Tuesday of the Twenty-second Week in Ordinary Time
(I Corinthians 2:10b-16; Luke 4:31-37)
An American recently wrote an article about her experience living in a community of L’Arche in Italy. L’Arche pairs people with severe disabilities with more regularly healthy people. The writer described being alone with Fabio, a deaf mute with a broken face and below average mental capacity. She said that she and Fabio were in the community chapel gazing at the crucifix when Fabio opened his arms as if he meant to embrace Jesus or, perhaps, in imitation of Jesus sacrificing himself for the world. After remaining in this pose a while, Fabio turned to embrace the writer – a gesture which invited her into the brokenness of the cross and Fabio’s own brokenness. The writer too opened her arms and smiled back at Fabio. She said that she never felt more whole than she did at that moment when Fabio enabled her to experience a touch of Christ’s love for the world. St. Paul writes of this experience in today’s first reading.
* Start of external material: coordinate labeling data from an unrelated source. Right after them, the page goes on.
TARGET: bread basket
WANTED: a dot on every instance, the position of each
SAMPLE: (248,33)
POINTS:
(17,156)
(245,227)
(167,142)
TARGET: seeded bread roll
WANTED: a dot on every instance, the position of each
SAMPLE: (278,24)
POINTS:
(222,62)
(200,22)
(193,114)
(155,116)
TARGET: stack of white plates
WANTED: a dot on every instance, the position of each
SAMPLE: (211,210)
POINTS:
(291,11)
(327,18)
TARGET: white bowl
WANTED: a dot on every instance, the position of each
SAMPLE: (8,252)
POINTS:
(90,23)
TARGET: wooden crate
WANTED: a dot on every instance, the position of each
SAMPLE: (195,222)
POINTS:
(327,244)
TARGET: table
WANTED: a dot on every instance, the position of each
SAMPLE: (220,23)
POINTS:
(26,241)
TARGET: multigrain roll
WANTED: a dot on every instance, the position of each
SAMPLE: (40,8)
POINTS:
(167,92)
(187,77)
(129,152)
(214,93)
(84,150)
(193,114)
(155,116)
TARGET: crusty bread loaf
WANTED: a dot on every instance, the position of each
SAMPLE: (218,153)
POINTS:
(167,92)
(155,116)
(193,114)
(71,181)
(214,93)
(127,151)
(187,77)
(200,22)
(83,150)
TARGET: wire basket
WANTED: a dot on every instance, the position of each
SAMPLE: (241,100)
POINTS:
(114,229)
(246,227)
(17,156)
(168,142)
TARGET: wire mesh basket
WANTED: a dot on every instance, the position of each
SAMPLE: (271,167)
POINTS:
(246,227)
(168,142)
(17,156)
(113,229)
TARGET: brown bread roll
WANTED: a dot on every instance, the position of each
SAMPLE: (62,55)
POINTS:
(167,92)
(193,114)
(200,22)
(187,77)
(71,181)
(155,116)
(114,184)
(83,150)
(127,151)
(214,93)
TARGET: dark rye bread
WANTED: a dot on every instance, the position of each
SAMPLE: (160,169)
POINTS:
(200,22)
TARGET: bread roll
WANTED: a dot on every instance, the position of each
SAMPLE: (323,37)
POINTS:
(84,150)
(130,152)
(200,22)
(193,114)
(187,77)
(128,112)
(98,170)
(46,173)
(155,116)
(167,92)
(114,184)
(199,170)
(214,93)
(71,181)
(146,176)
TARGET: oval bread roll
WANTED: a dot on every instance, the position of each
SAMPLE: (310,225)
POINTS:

The passage does not mean to criticize true wisdom. When it speaks of the “spirit of the world,” it is referring to the competition for fame, fortune, and pleasure that drives humans everywhere. It recognizes the futility of such pursuit and recommends a more authentic spiritual quest. It advocates putting on “the mind of Christ” which inclines people not to worry about their own needs so much as to assist others with theirs.
Of course, we normally reel at the prospect of such sacrifice. We want to enjoy as many of the comforts of life as we can afford. But on deeper reflection we realize that as Christ died on the cross and rose to glory out of love for us so we will share his resurrected life the more we die to self.